# Drywall thickness on ceiling question.



## Doug Crf (Apr 5, 2006)

I screwd up an area of my ceiling and now I am having to repair it.
I went and got a piece of drywall to repair the area.
I thought I had read somewhere if the joist are 24" on center then
the ceiling by code has to have 5/8" thick drywall.
It sounded logical to me. since our joist are 24" on center I automatically got 5/8" drywall without
even checking how thick the drywall is on our ceiling.
Well guess what I had to go back and get the 1/2" thick
drywall.
Did the builders use the wrong thickness or what.
The house was built in 1974.
Thanks Doug


----------



## Big Dave (May 17, 2006)

I would say yes. Back in '74 they should have used 5/8 thick sheetrock. Today though they have a sheetrock that is 1/2" thick that is designed to span the 24" space between trusses. Last that I knew though it was the same price as 5/8" sheetrock the only difference was it is lighter.

Dave.

edit: If it is not noticably sagging anywhere, don't worry about it.


----------



## J187 (May 19, 2006)

Yeah, ceilings are definitely a common place for guys to have cheated with the size of the drywall, every saved ounce helps.
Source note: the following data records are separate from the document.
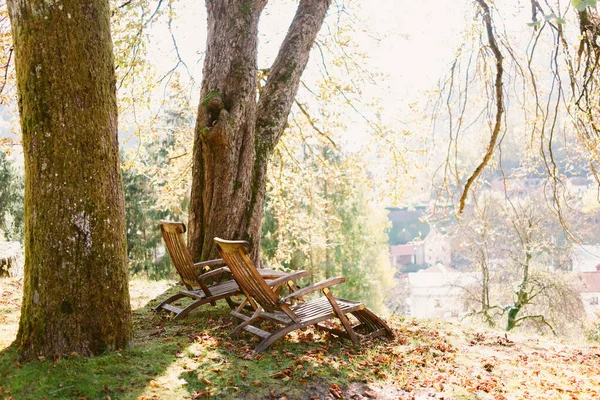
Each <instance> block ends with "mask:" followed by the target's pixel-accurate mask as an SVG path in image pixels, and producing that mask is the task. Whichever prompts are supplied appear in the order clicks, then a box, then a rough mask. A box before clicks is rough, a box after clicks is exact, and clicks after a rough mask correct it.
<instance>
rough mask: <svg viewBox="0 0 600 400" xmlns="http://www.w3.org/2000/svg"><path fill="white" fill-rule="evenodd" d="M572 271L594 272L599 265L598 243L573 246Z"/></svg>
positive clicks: (599, 255) (598, 249) (599, 247)
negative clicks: (572, 263) (596, 267)
mask: <svg viewBox="0 0 600 400" xmlns="http://www.w3.org/2000/svg"><path fill="white" fill-rule="evenodd" d="M572 257H573V272H595V271H596V267H597V266H599V265H600V245H597V244H595V245H581V246H574V247H573V256H572Z"/></svg>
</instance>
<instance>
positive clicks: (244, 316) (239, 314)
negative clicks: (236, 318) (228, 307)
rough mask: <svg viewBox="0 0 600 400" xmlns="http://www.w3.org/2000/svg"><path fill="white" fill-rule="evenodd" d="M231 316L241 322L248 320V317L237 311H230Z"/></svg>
mask: <svg viewBox="0 0 600 400" xmlns="http://www.w3.org/2000/svg"><path fill="white" fill-rule="evenodd" d="M231 315H233V316H234V317H236V318H239V319H241V320H242V321H248V320H249V319H250V317H248V316H247V315H244V314H242V313H239V312H237V311H232V312H231Z"/></svg>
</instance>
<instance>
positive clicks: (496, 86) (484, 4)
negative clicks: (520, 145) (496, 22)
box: [458, 0, 504, 214]
mask: <svg viewBox="0 0 600 400" xmlns="http://www.w3.org/2000/svg"><path fill="white" fill-rule="evenodd" d="M477 2H478V3H479V5H480V6H481V8H482V10H483V21H484V24H485V27H486V30H487V37H488V43H489V46H490V48H491V49H492V53H493V54H494V58H495V59H496V81H495V83H494V88H495V97H496V120H495V123H494V127H493V129H492V136H491V137H490V141H489V143H488V147H487V150H486V152H485V155H484V157H483V160H482V161H481V163H480V164H479V165H478V166H477V168H475V171H473V173H472V174H471V176H470V177H469V179H468V180H467V183H466V184H465V188H464V189H463V193H462V195H461V196H460V205H459V209H458V213H459V214H461V213H462V211H463V210H464V208H465V202H466V200H467V195H468V193H469V189H470V188H471V186H472V185H473V183H474V182H475V180H476V179H477V178H478V177H479V175H481V173H482V172H483V170H484V168H485V167H486V166H487V164H488V162H489V161H490V159H491V158H492V155H493V154H494V150H495V148H496V142H497V140H498V136H499V134H500V128H501V126H502V115H503V114H504V100H503V96H504V92H503V89H502V74H503V73H504V68H503V66H502V60H503V57H502V53H501V52H500V48H499V47H498V43H497V42H496V37H495V35H494V27H493V23H492V17H491V15H490V8H489V6H488V5H487V3H486V2H485V0H477Z"/></svg>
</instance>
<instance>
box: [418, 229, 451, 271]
mask: <svg viewBox="0 0 600 400" xmlns="http://www.w3.org/2000/svg"><path fill="white" fill-rule="evenodd" d="M412 244H413V246H414V251H415V263H416V264H419V265H436V264H438V263H441V264H443V265H450V264H451V263H452V247H451V245H450V240H449V239H448V237H447V235H445V234H443V233H441V232H440V231H439V230H438V229H437V228H436V227H435V226H432V227H431V230H430V231H429V233H428V234H427V236H426V237H425V239H423V240H420V241H416V240H415V241H414V242H412Z"/></svg>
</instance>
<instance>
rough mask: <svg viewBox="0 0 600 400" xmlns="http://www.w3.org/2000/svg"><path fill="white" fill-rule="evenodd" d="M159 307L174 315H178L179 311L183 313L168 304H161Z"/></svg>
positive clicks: (179, 311)
mask: <svg viewBox="0 0 600 400" xmlns="http://www.w3.org/2000/svg"><path fill="white" fill-rule="evenodd" d="M161 307H162V308H164V309H165V310H167V311H171V312H174V313H175V314H179V313H180V312H181V311H183V309H181V308H177V307H175V306H172V305H170V304H163V305H162V306H161Z"/></svg>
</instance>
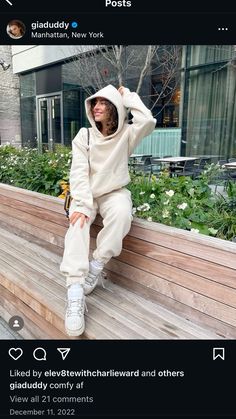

Not condoning it, just exposing the reality.


----------



## joasis (May 28, 2006)

I have never looked in IRC to see what it has on this and myu copy is not in front of me, but 1/2 rock is acceptable in my area, but I always go with 5/8...makes a better look, no possiblity of sagging. Lots of homes here in the 60s and 70s were built with 3/8 on the walls and 1/2 on the ceilings.

Commercial work specifies 5/8, but residential is allowed 1/2 inch.


----------